Rand correu com eles. Parte dele se odiava por fugir, mas outra parte sussurrava: Eu vou voltar. Vou dar um jeito de libertá-la.

Quando chegaram ao fim da escada estreita e curva, ele pôde ouvir a voz profunda de um homem se erguer na parte da frente da casa, exigindo, com irritação, que alguém se levantasse e falasse. Uma serviçal vestida com uma túnica quase transparente se ajoelhava ao pé da escada. Uma mulher grisalha, toda coberta de lã branca e com um longo avental, fazia o mesmo à porta da cozinha. Ambas estavam exatamente como Mat descrevera, com o rosto no chão e os braços ao redor da cabeça, e não moveram sequer um dedo quando Rand e os outros passaram. Ele ficou aliviado ao notar que ainda respiravam.

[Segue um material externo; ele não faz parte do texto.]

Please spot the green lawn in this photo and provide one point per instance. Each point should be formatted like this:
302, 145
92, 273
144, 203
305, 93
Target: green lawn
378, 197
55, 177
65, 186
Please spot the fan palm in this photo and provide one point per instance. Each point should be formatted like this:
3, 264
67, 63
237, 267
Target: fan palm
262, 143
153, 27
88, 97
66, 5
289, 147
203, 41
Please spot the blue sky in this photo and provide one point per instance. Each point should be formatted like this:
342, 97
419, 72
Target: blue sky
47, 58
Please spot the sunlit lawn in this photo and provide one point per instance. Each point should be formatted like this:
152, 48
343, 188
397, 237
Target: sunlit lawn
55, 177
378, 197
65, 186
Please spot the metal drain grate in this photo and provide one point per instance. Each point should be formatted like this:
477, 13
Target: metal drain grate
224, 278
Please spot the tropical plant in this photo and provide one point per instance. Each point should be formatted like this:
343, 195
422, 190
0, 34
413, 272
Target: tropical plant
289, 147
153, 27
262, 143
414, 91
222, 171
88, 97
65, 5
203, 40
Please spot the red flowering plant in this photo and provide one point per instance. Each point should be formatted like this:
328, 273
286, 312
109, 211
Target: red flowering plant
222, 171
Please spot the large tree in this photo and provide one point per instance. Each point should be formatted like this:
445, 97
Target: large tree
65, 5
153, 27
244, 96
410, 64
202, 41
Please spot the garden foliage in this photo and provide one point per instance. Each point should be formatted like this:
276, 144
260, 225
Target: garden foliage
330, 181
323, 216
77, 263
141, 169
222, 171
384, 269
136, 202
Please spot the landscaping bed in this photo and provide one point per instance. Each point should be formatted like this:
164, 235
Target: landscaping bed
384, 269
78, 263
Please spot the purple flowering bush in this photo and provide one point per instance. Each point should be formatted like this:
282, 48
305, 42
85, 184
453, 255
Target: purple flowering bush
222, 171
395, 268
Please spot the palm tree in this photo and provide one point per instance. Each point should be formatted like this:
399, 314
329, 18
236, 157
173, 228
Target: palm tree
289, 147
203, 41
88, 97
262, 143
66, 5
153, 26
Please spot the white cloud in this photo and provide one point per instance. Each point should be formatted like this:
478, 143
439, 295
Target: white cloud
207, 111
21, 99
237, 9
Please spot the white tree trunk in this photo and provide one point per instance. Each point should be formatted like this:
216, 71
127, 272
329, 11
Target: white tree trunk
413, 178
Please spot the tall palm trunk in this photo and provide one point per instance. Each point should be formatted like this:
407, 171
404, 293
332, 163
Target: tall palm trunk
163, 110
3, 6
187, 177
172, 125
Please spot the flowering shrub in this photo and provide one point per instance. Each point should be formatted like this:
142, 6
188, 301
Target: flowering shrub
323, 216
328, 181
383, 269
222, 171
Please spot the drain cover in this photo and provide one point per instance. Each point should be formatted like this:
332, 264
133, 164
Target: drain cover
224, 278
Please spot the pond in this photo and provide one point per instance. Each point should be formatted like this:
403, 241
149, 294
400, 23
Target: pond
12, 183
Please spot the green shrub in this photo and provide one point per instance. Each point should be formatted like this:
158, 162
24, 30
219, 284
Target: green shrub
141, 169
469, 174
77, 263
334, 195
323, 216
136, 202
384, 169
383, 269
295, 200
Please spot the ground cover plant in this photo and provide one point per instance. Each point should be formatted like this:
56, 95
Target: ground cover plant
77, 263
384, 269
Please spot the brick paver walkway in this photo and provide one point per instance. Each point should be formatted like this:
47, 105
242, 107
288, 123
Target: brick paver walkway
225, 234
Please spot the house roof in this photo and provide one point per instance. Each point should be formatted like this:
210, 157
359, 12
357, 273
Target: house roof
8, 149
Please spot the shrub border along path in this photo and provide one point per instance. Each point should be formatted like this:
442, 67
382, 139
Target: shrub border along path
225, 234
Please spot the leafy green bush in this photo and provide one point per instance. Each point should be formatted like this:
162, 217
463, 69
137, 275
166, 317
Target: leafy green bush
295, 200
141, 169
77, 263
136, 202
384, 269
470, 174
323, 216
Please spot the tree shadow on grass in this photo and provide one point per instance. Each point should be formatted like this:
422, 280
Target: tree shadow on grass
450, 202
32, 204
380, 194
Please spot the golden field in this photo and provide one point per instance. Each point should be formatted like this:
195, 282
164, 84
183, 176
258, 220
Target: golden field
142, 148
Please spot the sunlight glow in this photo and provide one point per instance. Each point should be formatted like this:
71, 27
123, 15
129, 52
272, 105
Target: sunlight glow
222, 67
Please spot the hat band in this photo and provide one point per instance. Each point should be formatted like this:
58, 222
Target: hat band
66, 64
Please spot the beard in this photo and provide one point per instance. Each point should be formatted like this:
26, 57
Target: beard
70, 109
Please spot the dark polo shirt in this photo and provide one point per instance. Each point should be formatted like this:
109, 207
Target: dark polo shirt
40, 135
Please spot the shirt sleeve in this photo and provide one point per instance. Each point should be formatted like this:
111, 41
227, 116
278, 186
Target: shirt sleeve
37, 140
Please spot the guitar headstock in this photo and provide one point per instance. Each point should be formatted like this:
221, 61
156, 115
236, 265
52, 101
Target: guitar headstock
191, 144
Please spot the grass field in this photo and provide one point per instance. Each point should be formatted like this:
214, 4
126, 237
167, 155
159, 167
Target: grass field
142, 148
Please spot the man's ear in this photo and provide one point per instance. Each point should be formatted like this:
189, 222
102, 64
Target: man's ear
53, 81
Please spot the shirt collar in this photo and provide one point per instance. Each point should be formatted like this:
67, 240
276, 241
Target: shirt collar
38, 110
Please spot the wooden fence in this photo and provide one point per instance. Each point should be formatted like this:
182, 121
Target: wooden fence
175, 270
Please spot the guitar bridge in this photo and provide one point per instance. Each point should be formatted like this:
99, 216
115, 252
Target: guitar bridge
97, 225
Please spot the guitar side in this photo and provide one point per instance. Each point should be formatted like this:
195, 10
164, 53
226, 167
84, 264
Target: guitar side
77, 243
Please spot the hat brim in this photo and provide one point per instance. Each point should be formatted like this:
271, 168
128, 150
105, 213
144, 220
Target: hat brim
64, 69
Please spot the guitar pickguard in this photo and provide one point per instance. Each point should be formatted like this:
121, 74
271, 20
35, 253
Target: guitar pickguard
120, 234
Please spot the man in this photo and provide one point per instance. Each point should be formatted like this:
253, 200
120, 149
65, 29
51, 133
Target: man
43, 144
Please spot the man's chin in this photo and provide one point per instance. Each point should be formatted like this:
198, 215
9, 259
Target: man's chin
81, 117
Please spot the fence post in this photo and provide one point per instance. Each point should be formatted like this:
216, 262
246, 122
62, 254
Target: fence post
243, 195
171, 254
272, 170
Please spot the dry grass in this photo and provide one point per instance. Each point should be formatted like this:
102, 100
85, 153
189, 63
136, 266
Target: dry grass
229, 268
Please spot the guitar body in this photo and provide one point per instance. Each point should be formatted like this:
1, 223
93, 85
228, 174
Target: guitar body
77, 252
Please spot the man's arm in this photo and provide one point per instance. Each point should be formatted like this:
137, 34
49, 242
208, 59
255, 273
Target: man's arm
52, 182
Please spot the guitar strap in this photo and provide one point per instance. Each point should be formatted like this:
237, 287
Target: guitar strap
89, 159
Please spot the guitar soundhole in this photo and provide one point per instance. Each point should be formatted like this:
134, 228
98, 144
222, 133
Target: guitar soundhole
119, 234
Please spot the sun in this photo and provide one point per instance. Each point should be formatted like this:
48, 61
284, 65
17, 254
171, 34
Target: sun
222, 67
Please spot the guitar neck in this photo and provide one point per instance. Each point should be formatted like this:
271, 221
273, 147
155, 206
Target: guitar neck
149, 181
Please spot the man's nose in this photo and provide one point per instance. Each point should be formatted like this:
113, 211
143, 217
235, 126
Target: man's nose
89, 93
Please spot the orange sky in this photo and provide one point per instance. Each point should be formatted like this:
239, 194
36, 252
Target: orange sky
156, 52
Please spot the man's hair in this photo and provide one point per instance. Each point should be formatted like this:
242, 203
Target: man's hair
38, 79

Atravessaram o jardim em uma corrida desabalada, escalando o muro dos fundos mais do que depressa. Ingtar xingou quando Mat jogou a Trombeta de Valere à frente, e tentou pegá-la outra vez ao aterrissar do outro lado, mas o rapaz a apanhou com um rápido:

— Não está nem arranhada. — E disparou pela viela.

Mais gritos vinham da casa da qual haviam acabado de sair. Ouviu-se o berro de uma mulher e alguém começou a soar um gongo.

Voltarei para buscá-la. Vou dar um jeito. Rand correu atrás dos outros o mais rápido que pôde.